Commissions are a time-honored Washington method of outsourcing difficult decisions. Using them, Congress closed outdated military bases over the past two decades and shored up Social Security in the early 1980s.

But far more commissions end in obscurity, their findings ignored by lawmakers.

A commission could help get the budget under control because Congress has not shown the will do it without outside pressure, backers say. Obama is expected to call for a commission in his State of the Union speech.

WHAT ARE THE OPTIONS?

Congress is not going to set up a commission of its own after opposition from interest groups on the left and the right prompted the Senate to reject it on Tuesday.

There are two other proposals taking shape:

* WHITE HOUSE. Obama could set up a task force by executive order. It would consist of 18 members: six Republican lawmakers, six Democratic lawmakers, and the remaining six appointed by the administration.
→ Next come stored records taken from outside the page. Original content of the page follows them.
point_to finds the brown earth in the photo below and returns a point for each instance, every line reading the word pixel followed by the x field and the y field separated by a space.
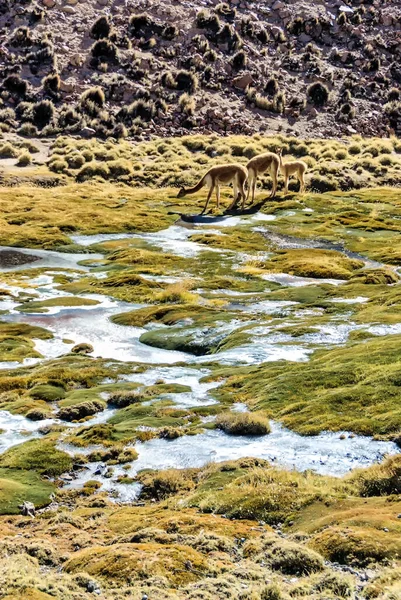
pixel 352 47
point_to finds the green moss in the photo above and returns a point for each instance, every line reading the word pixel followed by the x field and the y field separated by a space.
pixel 40 456
pixel 42 305
pixel 49 393
pixel 17 486
pixel 321 264
pixel 337 389
pixel 243 424
pixel 16 341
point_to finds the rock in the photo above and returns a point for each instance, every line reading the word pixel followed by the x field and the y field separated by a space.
pixel 27 509
pixel 242 81
pixel 83 349
pixel 87 132
pixel 67 86
pixel 76 59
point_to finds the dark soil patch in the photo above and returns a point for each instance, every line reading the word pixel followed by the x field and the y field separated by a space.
pixel 13 258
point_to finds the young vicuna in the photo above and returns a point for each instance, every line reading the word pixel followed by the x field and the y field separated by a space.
pixel 294 167
pixel 221 175
pixel 260 164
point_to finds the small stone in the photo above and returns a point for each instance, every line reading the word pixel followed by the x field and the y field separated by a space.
pixel 87 132
pixel 27 509
pixel 242 81
pixel 82 349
Democratic congressional leaders have pledged that they would ensure that its findings would get a vote, probably after the November congressional elections when lawmakers are presumably feeling less political pressure.

But many Republicans have said they would not participate, viewing it as a vehicle for Democrats to impose tax increases.

* OUTSIDE EXPERTS. A blue-chip panel of retired politicians like Domenici and other budget experts on January 25 said they would examine the issue over the course of the year and come up with a set of recommendations after November elections.

Congress would be free to ignore this group’s recommendations, but presumably they would carry some weight and provide a resource for lawmakers and staffers looking for solutions.

OTHER OPTIONS:

The House of Representatives has twice passed legislation that would require most new spending or tax cuts be offset by cuts elsewhere in the budget, which would at least keep the deficit from growing. Backers like House Majority Leader Steny Hoyer said a similar approach helped the government turn its deficits into surpluses in the 1990s, but skeptics in the Senate see too many loopholes in the current version.

The Senate is expected to vote this week on a modified version of so-called “paygo” legislation -- short for ‘pay as you go’ -- that would phase out those loopholes. The estate tax and alternative minimum tax would not currently be subject to paygo restrictions, but those exemptions would phase out after two years and an exemption for elevated Medicare spending would be phased out five years.

Separately, a group of 50 fiscally conservative “Blue Dog” Democrats said they would push a 15-point agenda to get deficits under control, from spending caps to a balanced-budget amendment. With an election looming, their measures could attract support from other lawmakers seeking to show voters they are responsible stewards of their tax money.